Governor Rauner and the House Republicans have committed to cutting waste and reforming state government before we begin any discussion of new revenue. Illinois now has a balance of power between those whose first instinct is to raise taxes and those who believe the path to good-paying jobs is through growing small business, not attacking it.
Speaker Madigan’s tax hike proposal isn’t new. It is the same cynical attempt to create class warfare as was proposed last year, when Illinois Democrats were similarly and instinctively demanding higher taxes. The last tax hike forced upon working families by former Governor Quinn and legislative Democrats was supposed to balance the budget and pay off old bills. That didn’t happen. In 2011, when the temporary income tax increase went into effect, Illinois had an $8.5 billion backlog of unpaid bills. After collecting $31 billion in additional revenue, Illinois still has $6 billion in unpaid bills.

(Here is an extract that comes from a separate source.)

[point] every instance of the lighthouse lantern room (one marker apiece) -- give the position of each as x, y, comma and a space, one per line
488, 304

Illinois needs comprehensive reform that fundamentally changes the way we do business. We need honest negotiations between Governor Rauner and the General Assembly on how to clean up the fiscal mess, and any discussion of new revenue should come after reform, not before.
Illinois fails to take action to catch up to neighboring states.
Sham workers’ compensation language was presented by the Democrat majority to the Illinois House on Friday, May 22. The language was broken up into four separate amendments to HB 1287 to give House Democrats the chance to cast multiple votes against the proposals.
Workers’ compensation reform is strongly opposed by organized labor, trial lawyers and other powerful special interests. Governor Rauner and the House Republicans continue to support real workers’ compensation reform as part of an overall agenda to turn around Illinois.
To that end, House Republican Leader Jim Durkin filed HB 4223 on Friday, which contains Governor Rauner’s workers’ compensation reform proposals: a higher causation standard; AMA guidelines; fee schedule reduction; and Illinois Workers’ Compensation Commission reforms.
Memorial Day to be observed throughout Illinois.
The day of remembrance for those who have served our country, especially those who have fallen in its service, will be observed on Monday, May 25. Memorial Day was raised from informal, local day of observance to national holiday through the effort of native Illinoisan General John A. Logan, a veteran of the Civil War and head of the Grand Army of the Republic.
Due to the significant workload facing the General Assembly before its scheduled May 31st adjournment, the Illinois House of Representatives will reconvene and resume its work on Monday.